The average number of residents in Phoenix is now at about 1,000 people, and the number of new homes built has slowed to a trickle.
According to a recent report from the National Association of Realtors, only 9 percent of new housing in Phoenix has gone up in value since 2007, and more than 30 percent of all new homes in the city have been built in the last decade.
Phoenix is a real estate wasteland, and even with all the money that has been pouring into the city in recent decades, housing still lags behind other major cities in the state, according with the UAW.
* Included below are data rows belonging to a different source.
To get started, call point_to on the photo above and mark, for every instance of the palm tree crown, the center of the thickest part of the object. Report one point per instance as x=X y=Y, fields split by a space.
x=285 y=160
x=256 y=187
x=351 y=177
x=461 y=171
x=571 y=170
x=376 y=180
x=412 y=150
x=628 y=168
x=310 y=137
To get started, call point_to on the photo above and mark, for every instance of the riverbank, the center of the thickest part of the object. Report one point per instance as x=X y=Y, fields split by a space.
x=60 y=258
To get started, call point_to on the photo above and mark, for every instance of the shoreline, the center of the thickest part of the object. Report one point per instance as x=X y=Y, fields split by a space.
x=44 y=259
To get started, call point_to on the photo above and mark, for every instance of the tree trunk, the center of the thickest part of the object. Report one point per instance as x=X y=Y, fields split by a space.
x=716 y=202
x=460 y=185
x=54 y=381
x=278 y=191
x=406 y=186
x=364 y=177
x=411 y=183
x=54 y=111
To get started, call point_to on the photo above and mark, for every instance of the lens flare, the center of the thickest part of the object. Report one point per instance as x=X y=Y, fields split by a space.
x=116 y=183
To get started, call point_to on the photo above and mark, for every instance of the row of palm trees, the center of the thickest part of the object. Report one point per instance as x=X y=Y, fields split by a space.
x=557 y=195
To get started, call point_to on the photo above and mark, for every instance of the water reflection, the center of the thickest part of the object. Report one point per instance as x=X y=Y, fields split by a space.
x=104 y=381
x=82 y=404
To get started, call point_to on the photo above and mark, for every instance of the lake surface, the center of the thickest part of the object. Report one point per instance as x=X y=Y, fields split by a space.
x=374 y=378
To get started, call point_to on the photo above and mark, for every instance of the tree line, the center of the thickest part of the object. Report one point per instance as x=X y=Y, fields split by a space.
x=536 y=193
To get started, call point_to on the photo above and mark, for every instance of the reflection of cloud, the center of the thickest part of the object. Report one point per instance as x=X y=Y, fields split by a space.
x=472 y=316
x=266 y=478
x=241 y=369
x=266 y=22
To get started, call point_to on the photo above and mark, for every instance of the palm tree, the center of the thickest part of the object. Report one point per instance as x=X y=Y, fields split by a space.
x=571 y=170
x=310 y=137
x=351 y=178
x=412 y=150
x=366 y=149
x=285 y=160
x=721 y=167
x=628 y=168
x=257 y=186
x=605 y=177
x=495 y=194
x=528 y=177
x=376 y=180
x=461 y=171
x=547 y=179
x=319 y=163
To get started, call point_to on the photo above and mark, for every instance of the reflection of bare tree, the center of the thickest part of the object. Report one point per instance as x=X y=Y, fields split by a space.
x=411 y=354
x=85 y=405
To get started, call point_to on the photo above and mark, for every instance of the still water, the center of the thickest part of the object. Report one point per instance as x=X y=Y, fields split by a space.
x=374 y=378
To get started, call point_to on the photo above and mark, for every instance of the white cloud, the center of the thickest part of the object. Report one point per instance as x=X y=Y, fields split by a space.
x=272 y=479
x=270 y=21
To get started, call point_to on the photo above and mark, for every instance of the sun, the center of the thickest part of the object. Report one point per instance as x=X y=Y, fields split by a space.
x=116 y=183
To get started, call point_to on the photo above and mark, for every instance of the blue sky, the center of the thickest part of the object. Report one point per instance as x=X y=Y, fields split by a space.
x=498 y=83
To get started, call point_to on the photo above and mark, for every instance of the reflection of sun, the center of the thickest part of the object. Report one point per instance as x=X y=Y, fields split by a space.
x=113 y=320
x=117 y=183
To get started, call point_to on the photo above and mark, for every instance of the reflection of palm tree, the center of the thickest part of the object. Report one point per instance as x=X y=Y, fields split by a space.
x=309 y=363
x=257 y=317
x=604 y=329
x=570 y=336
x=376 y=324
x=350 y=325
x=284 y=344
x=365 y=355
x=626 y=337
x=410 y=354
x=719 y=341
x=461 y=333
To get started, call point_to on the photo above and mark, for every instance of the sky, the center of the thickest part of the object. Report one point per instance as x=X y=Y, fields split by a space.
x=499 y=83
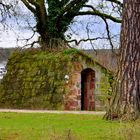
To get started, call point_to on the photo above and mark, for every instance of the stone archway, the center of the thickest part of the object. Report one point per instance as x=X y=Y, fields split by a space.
x=87 y=89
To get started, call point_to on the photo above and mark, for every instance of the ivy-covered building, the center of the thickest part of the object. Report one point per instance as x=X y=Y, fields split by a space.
x=64 y=80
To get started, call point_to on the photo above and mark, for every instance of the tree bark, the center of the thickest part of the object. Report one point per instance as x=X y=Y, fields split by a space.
x=125 y=103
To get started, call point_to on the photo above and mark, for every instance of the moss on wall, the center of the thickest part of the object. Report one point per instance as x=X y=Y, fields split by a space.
x=35 y=79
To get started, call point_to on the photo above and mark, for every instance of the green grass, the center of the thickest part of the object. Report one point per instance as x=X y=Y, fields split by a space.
x=33 y=126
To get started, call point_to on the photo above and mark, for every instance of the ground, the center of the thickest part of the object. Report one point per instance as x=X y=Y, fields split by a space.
x=48 y=126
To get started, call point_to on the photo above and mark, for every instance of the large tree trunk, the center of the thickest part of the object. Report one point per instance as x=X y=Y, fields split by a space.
x=126 y=101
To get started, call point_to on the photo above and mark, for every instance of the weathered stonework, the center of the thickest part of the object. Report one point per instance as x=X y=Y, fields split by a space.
x=68 y=79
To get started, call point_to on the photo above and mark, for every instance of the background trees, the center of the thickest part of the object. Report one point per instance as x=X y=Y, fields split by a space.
x=57 y=20
x=126 y=101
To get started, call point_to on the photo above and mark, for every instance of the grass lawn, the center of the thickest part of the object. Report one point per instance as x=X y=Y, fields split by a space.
x=34 y=126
That means that even though the number and quality of housing is improving, there are still a lot more units that need to be built in order to keep pace with demand.
That can make it hard for buyers to find a home, and it can also make it harder for the city to meet its budget obligations.
Home sales are soaring.
Home buyers are eager to move to Phoenix because of the affordable housing and proximity to work, said Steve Kohn, chief economist for the RealtyTrac Real Estate Board.
But when it comes to prices, many buyers are choosing to make their move in places that have historically been difficult for them to find.
In Phoenix, buyers are buying properties in areas with historically low prices because they can, Kohn said.
The numbers tell a different story.
According a new report by the Realtor Institute, sales in Phoenix increased from $743 million in October to $931 million in April, with a significant increase in the first quarter.
That was followed by an even larger jump in May, when sales jumped more than 10 percent to $1 and a significant jump in June to $2 billion.
The report shows that buyers in the Phoenix market are increasingly buying in areas that have seen prices drop during the boom.
Homebuyers are not finding bargains.
Many Phoenix buyers are looking for a place that is relatively affordable and close to work and school.
But many of them are also choosing places that are not so far from school that they can easily commute to work.
As a result, home prices have continued to fall in Phoenix, Korn said.
When it comes time to sell, many Phoenix homebuyers will consider properties that are close to schools and are close enough to walk to work in the morning or evening, which is not ideal.
The result is that most Phoenix homes are priced too low.
That is why many home buyers are paying much more for their homes than they should.